Junction City Leaders Laud Winnebago’s Planned Arrival

by Wendy on December 2, 2015

by: Elon Glucklich (www.registerguard.com)

JUNCTION CITY — City leaders called Winnebago Industries’ new plant the first big sign since the recession that Lane County’s recreational vehicle industry has a pulse.

The Iowa-based RV giant plans to phase in production of its diesel vehicles at the former Country Coach plant during the next 18 months, hiring up to 200 workers.

That’s far fewer than the 1,800 employees who produced Country Coach RVs a decade ago, before the recession.

But it’s welcome news for a town still reeling from several thousand lost manufacturing jobs, Mayor Mike Cahill said.

“We have highly skilled, trained people here in the area that were displaced due to the loss of all those jobs in 2008 and ’09,” he said. “So we’re really excited as a community about getting some of those people back to work.”

Some laid off RV workers found new jobs with related firms, including those in the former Monaco Coach plant in Coburg, which developer Steve Lee has converted into the Coburg North Industrial Park.

Marathon Coach in Coburg was forced to downsize during the recession, but it held on and now has more than 200 workers.

Other former RV workers went back to school to re-train in new fields or took lower-paying jobs.

Winnebago’s plans come amid a revival in the RV industry. RV manufacturers shipped 356,700 vehicles to dealers nationwide last year, the highest total since 2006, according to the Recreational Vehicle Industry Association. From 2008 to 2012, the annual average was 236,000.

An improving economy is prompting more workers to retire by choice, said Brian Rooney, a regional economist with the state Employment Department. Many are moving from the Midwest to the coasts, where they’re opening their wallets for big-ticket items like RVs.

Those trends could be leading firms like Winnebago to go west for growth.
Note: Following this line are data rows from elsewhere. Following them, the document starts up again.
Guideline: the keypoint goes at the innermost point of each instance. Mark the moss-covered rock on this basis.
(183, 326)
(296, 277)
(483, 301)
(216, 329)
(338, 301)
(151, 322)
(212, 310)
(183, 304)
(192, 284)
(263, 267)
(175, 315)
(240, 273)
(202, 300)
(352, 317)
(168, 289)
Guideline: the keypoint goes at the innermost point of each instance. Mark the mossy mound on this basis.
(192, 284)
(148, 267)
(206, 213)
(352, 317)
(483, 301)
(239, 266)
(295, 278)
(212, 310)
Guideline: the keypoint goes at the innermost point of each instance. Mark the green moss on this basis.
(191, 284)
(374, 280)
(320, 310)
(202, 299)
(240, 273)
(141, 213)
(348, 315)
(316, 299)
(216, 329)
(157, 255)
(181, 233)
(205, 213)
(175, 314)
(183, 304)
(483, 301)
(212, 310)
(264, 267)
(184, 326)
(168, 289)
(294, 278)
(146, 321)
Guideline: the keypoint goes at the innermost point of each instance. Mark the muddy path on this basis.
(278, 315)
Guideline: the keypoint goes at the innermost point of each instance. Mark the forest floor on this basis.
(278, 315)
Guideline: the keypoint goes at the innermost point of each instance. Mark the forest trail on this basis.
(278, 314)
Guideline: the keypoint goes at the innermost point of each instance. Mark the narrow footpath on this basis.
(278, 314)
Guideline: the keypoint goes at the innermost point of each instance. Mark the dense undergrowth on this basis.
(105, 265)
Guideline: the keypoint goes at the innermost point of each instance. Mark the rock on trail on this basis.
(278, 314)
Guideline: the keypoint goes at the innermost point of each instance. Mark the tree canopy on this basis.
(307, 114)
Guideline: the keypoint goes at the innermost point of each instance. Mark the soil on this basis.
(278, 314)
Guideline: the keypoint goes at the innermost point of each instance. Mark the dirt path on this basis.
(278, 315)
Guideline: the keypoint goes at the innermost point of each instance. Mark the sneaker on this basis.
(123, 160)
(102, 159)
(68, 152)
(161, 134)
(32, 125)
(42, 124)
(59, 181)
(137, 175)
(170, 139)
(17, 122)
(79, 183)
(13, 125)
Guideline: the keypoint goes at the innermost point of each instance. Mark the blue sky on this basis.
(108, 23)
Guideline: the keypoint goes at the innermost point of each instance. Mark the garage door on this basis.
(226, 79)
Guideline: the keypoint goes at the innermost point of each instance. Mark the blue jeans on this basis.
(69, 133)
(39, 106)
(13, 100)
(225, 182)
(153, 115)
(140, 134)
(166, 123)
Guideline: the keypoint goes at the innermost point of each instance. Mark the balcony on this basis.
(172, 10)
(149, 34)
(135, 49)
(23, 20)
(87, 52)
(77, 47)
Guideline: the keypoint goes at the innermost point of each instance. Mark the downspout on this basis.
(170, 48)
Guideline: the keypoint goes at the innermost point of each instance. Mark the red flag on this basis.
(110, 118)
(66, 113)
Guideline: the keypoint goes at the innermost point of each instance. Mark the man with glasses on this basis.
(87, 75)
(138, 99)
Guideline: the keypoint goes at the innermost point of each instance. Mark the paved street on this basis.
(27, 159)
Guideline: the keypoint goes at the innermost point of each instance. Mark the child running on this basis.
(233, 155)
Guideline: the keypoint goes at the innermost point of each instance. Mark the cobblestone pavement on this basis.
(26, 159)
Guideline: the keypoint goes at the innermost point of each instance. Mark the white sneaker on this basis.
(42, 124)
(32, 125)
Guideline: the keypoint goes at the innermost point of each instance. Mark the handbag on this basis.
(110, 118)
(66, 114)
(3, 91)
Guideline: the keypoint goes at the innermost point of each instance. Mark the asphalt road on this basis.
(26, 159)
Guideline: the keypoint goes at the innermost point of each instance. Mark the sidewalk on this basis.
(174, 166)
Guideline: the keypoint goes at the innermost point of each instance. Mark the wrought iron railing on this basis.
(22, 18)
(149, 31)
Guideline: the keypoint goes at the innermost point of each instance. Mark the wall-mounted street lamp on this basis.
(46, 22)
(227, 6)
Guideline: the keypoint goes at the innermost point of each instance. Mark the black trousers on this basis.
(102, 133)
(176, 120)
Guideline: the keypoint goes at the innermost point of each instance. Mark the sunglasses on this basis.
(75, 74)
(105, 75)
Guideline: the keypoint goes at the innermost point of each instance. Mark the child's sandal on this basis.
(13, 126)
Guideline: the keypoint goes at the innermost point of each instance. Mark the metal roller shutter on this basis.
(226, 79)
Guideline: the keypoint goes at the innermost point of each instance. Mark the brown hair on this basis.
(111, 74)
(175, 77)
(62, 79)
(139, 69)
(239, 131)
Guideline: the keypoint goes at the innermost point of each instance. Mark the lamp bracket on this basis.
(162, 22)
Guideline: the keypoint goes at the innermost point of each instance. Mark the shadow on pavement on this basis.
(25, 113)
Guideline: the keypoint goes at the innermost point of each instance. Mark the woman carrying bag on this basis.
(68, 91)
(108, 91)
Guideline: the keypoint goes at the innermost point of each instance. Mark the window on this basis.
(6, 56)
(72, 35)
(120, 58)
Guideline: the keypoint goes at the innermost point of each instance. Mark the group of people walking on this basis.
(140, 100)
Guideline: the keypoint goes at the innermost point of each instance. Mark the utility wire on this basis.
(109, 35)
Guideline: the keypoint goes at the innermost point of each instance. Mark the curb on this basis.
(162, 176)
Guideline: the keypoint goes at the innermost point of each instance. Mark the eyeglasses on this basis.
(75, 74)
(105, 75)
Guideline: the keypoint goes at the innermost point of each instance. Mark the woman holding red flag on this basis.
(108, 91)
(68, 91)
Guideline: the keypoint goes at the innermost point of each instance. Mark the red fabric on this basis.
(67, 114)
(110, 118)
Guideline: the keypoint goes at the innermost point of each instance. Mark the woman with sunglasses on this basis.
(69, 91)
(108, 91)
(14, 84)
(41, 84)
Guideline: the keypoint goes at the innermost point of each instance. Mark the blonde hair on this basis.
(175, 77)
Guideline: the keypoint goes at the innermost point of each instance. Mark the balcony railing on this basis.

“The western U.S. is kind of RV country,” Rooney said. “Most of the RV manufacturers have been centered in the Midwest, so it might be a good idea for them to establish a West Coast presence.”

Winnebago officials on Tuesday said their Iowa plants were operating at capacity, leading them to move their diesel RV operations to Junction City.

Besides occupying the 104,000-square-foot Country Coach headquarters at 135 E. First Ave., Winnebago has an agreement to use the 80,000-square-foot complex across First Avenue from the headquarters, spokesman Sam Jefson said.

The Lee family, which founded Country Coach, owns both buildings, Lane County property records show.

Winnebago’s plans were a mystery to Junction City officials until about a week ago.

“Winnebago hasn’t communicated a lot with the city,” Jason Knope, city administrator for Junction City, said. “Most of what we’ve gotten has been secondhand.”

The 200 jobs are expected to pay near or above Lane County’s $38,000 average annual wage. But they’ll barely make a dent in the thousands of RV jobs in the region that disappeared during the crash.

In 2005, Country Coach, Coburg-based Monaco and Marathon employed 4,600 Lane County residents, or roughly 3 percent of the county’s entire workforce at the time.

By 2013, just 500 employees worked in transportation equipment manufacturing across the county, a total that includes small bicycle-makers and other manufacturers, Rooney said. The 500 figure has stayed virtually flat for more than two years.

“There’s been no appreciable recovery in the RV industry in Lane County since the crash,” he said.

If Winnebago’s arrival in Junction City boosted the total to 700, it would be the highest job count for the industry since April 2012, Employment Department data show.

The loss of 4,000 Lane County jobs came as the entire RV industry downsized in the recession, University of Oregon Economist Tim Duy said.

National shipments of RVs from wholesalers to dealers is back around pre-recession levels, but many companies are still boosting production with fewer workers than in the past.

“Is this the beginning of a return to 4,500 jobs? That I’d be somewhat cautious of,” Duy said.

Still, companies that survived by getting leaner in the recession are now riding pent-up demand for their products, he said. Many are investing in big expansions, and Lane County’s slew of former RV manufacturing sites — and workers with manufacturing backgrounds — makes it a logical place for companies looking to expand.

“There are some fundamental resources relative to RV manufacturing that are still in the region,” Duy said. “And sooner or later it’s likely somebody is going to try to take advantage of those resources.”